Pembelajaran matematika mengenai operasi hitung penjumlahan hingga seratus mengandung berbagai aspek kemampuan abstraksi dalam memahaminya. Akan tetapi siswa tunagrahita memiliki keterbatasan dalam kemampuan abstraksinya. Akibatnya siswa tunagrahita mengalami kesulitan dalam kemampuan operasi hitung penjumlahan,sehingga akan berdampak pada kesulitan dalam pembelajaran mata uang dan operasi perhitungan.
Kesulitan belajar berdampak bagi pembelajaran siswa selanjutnya dan tidak dapat memenuhi KKM yang diharapkan. Oleh karena itu, siswa yang mengalami sesulitan belajar utamanya kesulitan belajar matematika perlu mendapatkan layanan pendidikan dengan memperhatikan prinsip pengajaran matematika.

B.     PROSES BERPIKIR

Proses atau jalannya berpikir itu pada pokoknya ada empat langkah, yaitu 
a.       Pembentukan Pengertian , atau lebih tepatnya disebut pengertian logis di bentuk melalui empat tingkatan, sebagai berikut: 
·         Menganalisis ciri-ciri dari sejumlah obyek yang sejenis. Obyek tersebut kita perhatikan unsur - unsurnya satu demi satu.
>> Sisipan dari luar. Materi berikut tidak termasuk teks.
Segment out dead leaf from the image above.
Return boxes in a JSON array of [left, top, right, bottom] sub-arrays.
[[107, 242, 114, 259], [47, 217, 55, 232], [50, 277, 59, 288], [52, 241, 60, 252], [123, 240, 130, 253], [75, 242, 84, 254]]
Kita ambil manusia dari berbagai bangsa lalu kita analisa ciri-ciri misalnya, Anak Tunagrahita ringan, ciri - cirinya: anak yang mengalami yang lancar berbicara, dan untuk Anak Tunagrahita Sedang, ciri-cirinya: anak yang hampir tidak bisa mengikuti pelajaran akademik,pada umumnya anak Tunagrahita Sedang belajar secara membeo.[13] 
·         Membanding-bandingkan ciri tersebut untuk diketemukan ciri - ciri mana yang sama, mana yang tidak sama, mana yang selalu ada dan mana yang tidak selalu ada mana yang hakiki dan mana yang tidak hakiki. 
·         Mengabstraksikan, yaitu menyisihkan, membuang, ciri-ciri yang tidak hakiki, menangkap cirri-ciri yang hakiki. Pada contoh di atas ciri - ciri yang hakiki itu ialah: Makhluk hidup yang berbudi. 
b.      Pembentukan Pendapat, yaitu meletakkan hubungan antara dua buah pengertian atau lebih. Pendapat yang dinyatakan dalam bahasa disebut kalimat, yang terdiri dari pokok kalimat atau subjek dan sebutan atau predikat. Subjek adalah pengertian yang diterangkan, sedangkan predikat adalah menerangkan. Pendapat dibedakan menjadi tiga macam: 
1.      Pendapat Afirmatif (positif), yaitu pendapat yang mengiyakan, secara tegas menyatakan keadaan sesuatu, misalnya si Ani itu rajin, si Totok itu pandai, dsb. 
2.      Pendapat Negatif, yaitu pendapat yang secara tegas menerangkan tidak adanya sesuatu sifat pada sesuatu hal, misalnya si Ani tidak marah, si Totok tidak bodoh, dsb. 
3.      Pendapat Modalitas (kebarangkalian), yaitu pendapat yang menerangkan kemungkinan-kemungkinan sesuatu sifat pada suatu hal, misalnya hari ini mungkin hujan, si Ali mungkin tidak datang, dsb. 
c.       Pembentukan Keputusan, yaitu menggabung-gabungkan pendapat tersebut. Keputusan adalah hasil perbuatan akal untuk membentuk pendapat baru berdasarkan pendapat-pendapat yang telah ada. Ada tiga macam keputusan, yaitu: 
1.      Keputusan induktif yaitu keputusan yang diambil dari pendapat-pendapat khusus menuju ke satu pendapat umum. Misalnya :tembaga dipanaskan memuai, perak dipanaskan memuai , jadi semua logam dipanaskan memuai. 
2.      Keputusan deduktif ditarik dari hal yang umum ke hal yang khusus , jadi berlawanan dengan keputusan induktif. misalnya: semua logam kalau dipanaskan memuai (umum), tembaga adalah logam. Jadi, kesimpulan tembaga kalau dipanaskan memuai.
3.      Keputusan analogis ialah keputusan yang diperoleh dengan jalan membandingkan atau menyesuaikan dengan pendapat-pendapat khusus yang telah ada. Misalnya: totok anak pandai, naik kelas (khusus). totok anak pandai, naik kelas (khusus). Jadi kesimpulan si nunung anak yang pandai itu, tentu naik kelas.  
d.      Pembentukan Kesimpulan, yaitu menarik keputusan dari keputusan-keputusan yang lain.[14] 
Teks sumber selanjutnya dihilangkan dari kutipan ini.